As well as outputting checkpoint files during a simulation run, i-PI
also creates a checkpoint automatically at the end of the simulation,
with file name “RESTART”. In the same way as the checkpoint files
discussed above, it contains the full state of the simulation. It can be
used to seamlessly restart the simulation if the user decides that a
longer run is needed to gather sufficient statistics, or if i-PI is
terminated before the desired number of steps have been completed.

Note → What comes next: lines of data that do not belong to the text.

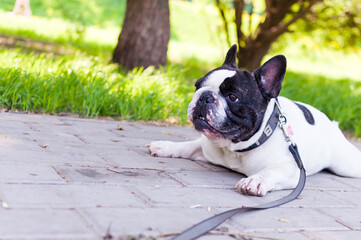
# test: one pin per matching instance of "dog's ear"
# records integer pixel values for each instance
(231, 57)
(270, 75)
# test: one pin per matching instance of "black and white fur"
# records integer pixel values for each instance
(231, 107)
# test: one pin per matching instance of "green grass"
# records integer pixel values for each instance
(91, 88)
(84, 82)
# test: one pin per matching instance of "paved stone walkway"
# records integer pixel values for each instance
(72, 178)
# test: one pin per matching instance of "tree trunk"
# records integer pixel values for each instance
(250, 56)
(144, 37)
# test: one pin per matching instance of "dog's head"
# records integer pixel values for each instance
(230, 103)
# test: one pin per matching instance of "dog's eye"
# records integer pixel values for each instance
(232, 98)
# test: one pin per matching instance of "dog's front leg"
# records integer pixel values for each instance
(190, 150)
(276, 177)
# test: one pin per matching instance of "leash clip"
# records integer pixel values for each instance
(286, 128)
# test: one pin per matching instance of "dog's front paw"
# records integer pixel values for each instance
(160, 149)
(253, 185)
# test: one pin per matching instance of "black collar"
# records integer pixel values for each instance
(271, 125)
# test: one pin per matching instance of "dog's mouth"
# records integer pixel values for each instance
(201, 124)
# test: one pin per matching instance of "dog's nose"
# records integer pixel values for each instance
(206, 97)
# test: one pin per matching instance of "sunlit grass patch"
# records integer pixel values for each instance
(89, 87)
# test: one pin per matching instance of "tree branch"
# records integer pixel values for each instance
(281, 28)
(225, 23)
(238, 9)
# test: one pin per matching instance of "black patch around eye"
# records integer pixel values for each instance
(307, 113)
(199, 82)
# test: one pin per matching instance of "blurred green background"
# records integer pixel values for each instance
(58, 61)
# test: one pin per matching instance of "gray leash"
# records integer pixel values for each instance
(210, 223)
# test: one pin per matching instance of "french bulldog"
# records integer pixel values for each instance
(232, 109)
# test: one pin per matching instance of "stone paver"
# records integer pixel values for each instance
(74, 178)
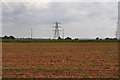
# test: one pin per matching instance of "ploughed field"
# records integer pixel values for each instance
(60, 60)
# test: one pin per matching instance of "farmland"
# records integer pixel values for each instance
(60, 60)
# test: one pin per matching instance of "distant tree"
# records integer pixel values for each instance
(59, 38)
(115, 38)
(97, 38)
(5, 37)
(107, 38)
(11, 37)
(76, 39)
(68, 38)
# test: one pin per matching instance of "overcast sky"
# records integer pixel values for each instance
(79, 19)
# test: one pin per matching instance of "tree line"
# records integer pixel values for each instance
(59, 38)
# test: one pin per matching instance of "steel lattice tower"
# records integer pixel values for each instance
(56, 31)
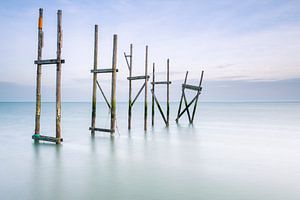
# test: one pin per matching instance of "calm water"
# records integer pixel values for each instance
(233, 151)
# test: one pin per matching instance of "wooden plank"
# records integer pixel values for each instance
(39, 74)
(130, 87)
(102, 92)
(186, 104)
(39, 137)
(181, 98)
(113, 86)
(146, 89)
(48, 61)
(104, 71)
(159, 108)
(153, 92)
(94, 97)
(191, 87)
(161, 82)
(139, 92)
(101, 130)
(168, 92)
(58, 77)
(138, 77)
(191, 102)
(196, 103)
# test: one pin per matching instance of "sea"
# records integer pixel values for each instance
(232, 151)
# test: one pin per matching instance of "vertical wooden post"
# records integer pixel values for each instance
(58, 77)
(179, 109)
(198, 93)
(130, 90)
(168, 92)
(113, 87)
(39, 73)
(94, 98)
(146, 89)
(153, 90)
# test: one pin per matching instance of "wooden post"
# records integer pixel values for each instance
(39, 73)
(113, 86)
(198, 93)
(179, 109)
(130, 89)
(153, 90)
(94, 99)
(58, 77)
(168, 92)
(146, 89)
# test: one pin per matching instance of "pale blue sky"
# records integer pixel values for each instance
(231, 40)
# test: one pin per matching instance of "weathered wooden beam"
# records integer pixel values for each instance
(161, 82)
(138, 77)
(191, 102)
(94, 98)
(186, 104)
(196, 103)
(39, 73)
(113, 86)
(181, 98)
(159, 108)
(48, 61)
(104, 71)
(191, 87)
(39, 137)
(137, 95)
(58, 77)
(153, 92)
(146, 89)
(168, 92)
(102, 130)
(102, 92)
(129, 65)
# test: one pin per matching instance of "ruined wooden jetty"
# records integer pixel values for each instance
(198, 90)
(144, 87)
(154, 98)
(112, 104)
(39, 62)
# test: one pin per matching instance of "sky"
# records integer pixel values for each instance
(248, 49)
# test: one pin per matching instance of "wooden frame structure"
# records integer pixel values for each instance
(39, 62)
(113, 71)
(144, 86)
(198, 89)
(154, 98)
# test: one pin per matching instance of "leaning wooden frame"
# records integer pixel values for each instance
(198, 89)
(39, 62)
(112, 104)
(154, 98)
(144, 87)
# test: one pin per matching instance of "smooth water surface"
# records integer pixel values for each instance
(233, 151)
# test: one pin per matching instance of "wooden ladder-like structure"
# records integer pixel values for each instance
(144, 86)
(198, 89)
(154, 98)
(39, 62)
(112, 104)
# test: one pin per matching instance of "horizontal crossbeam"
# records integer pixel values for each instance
(48, 61)
(138, 77)
(161, 82)
(191, 87)
(102, 130)
(46, 138)
(103, 71)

i-PI will try to generate a RESTART file when it terminates, either
because *total_time* has elapsed, or because it received a (soft) kill
signal by the operating system. A soft exit can also be forced by
creating an empty file named “EXIT” in the directory in which i-PI is
running.

An important point to note is that since each time step is split into
several parts, it is only at the end of each step that all the variables
are consistent with each other in such a way that the simulation can be
restarted from them without changing the dynamics. Thus if a soft exit
call is made during a step, then the restart file that is created must
correspond to the state of the system *before* that step began. To this
end, the state of the system is saved at the start of every step.

In order to restart i-PI from a file named “RESTART" one simply has to
run

.. code-block::

   > python i-pi RESTART


Reading output files
--------------------

It can be useful to parse the output files of i-PI into a format that can
be readily manipulated in a custom Python script. To this end, i-PI provides
a few utilities. `ipi.read_output` that can be used to parse a property output 
file, that returns data blocks as a dictionary of numpy array, and additional
information from the header (such as units, and the description of each
property) as a separate dictionary

.. code-block::

   from ipi import read_output
   data, info = read_output("simulation.out")

Trajectory files can be read with `ipi.read_trajectory`. This reads the 
trajectory output into a list of `ase.Atoms` objects (hence this functionality
has a dependency on `ase`), converting positions and cell to angstrom, and 
moving other properties to arrays and converting 
them to ASE units (e.g. forces are in eV/Å). `extras` output files (that
contain either numerical data, or raw strings, returned by the driver code
in addition to energy and forces) can be processed by using `format='extras'`
and an option: the call will then return a dictionary with an entry having the
name of the type of extra (if present) and either a list of the raw strings, 
or a numpy array with the data. A second dictionary entry contains the list
of step numbers. 

.. code-block::

   from ipi import read_trajectory
   data = read_trajectory("simulation.dipoles", format="extras")